Gaderboh, instead, set his mind on establishing his life abroad and not going back. However, he always has concerns when he travels to Libya because of his media work and criticism of the army leadership. His visits would be unannounced and short, he would either drive or fly to Tripoli then reach his hometown by public transport to avoid being recognised. Sometimes he would not even go out of his family home during his stay.
“It’s certainly hard for me being in this situation where I can’t even announce that I’m back to my hometown or I cannot go out there,” he complained.
Up until today, Gaderboh is not exempt from attacks and smear accusations from the Libyan side even though he works outside his country.
Showing a video from his smartphone, he told that earlier in August a group affiliated with self-proclaimed army of Libyan general Khalifa Haftar in east Libya hacked his public Facebook page, and through the profile page they hacked into his colleagues’ accounts too.

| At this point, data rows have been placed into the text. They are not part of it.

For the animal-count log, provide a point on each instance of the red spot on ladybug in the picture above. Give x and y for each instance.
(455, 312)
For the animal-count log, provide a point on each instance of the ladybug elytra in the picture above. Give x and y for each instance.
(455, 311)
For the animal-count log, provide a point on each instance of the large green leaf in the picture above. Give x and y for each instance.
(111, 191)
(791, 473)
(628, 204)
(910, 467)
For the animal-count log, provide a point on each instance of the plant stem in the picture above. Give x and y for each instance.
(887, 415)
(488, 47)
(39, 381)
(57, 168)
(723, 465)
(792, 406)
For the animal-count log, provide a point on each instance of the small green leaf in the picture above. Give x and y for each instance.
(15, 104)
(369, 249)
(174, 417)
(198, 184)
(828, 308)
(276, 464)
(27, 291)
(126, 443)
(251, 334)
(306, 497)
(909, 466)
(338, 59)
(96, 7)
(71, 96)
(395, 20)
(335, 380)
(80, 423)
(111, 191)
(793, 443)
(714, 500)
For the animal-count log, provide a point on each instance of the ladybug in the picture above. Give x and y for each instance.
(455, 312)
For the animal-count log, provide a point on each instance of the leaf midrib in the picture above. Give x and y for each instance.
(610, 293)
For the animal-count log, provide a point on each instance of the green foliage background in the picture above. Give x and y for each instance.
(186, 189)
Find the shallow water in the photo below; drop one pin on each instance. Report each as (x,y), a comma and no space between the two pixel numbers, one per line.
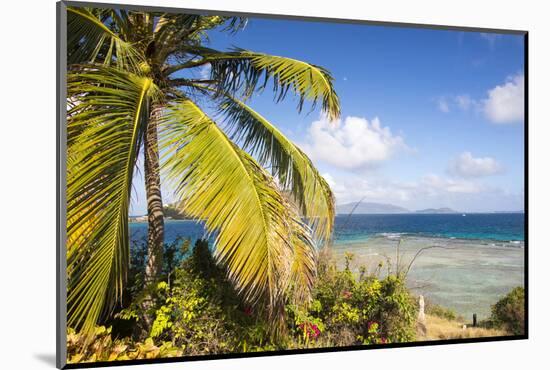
(482,258)
(465,275)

The video showed the hacking of his profile page with a patriotic march song being played in the background. The group called the ‘Electronic Army of the Special Forces’ accused the anchor of “siding with the Muslim Brotherhood.”
A false allegation since Gaderboh, on the contrary, opposes the Brotherhood.
“Even if I don’t criticise these people, I’m still considered a traitor. How could I think of returning to Libya,” he said.
Alakar explained that while Libyans can travel every so often in and out of their country, a lot of them have chosen to stay in Tunisia for longer, especially in the recent period with the security situation worsening.
Those who are thought to be categorically unable to return to Libya are partisans of former Gaddafi regime facing troubles at home, they ended up making Tunisia their home at the time of the revolution.
Libyans may face problems while visiting their home country much depending on the person’s profile or background, whether he is blacklisted, on which list he is enlisted, wanted by a certain militia or group, what are his movements inside Libya, if he has connections to can help to get around etc.
However, except for special individual cases, in Aalakar’s view, the majority of Libyans in Tunisia would go back home.
In spite of their new peaceful and comfortable life, many of them wish to live in their country again someday.
“Most Libyans were forced to get out, but anyone living here would rather go back if he gets the chance to,” noted the Defender Centre’s protection officer. “But because of the situation in Libya right now, they’re forced to stay.
Imagining how returning to his homeland would be like, Al Belili anticipated that he would probably take a different work path since it is impossible to practice journalism in Libya without being biased.
“I may get involved in political life, work with the youth… We’ve had enough of revolutions, we should now correct the political path.”
Alessandra Bajec is a freelance journalist currently based in Tunis and Beirut.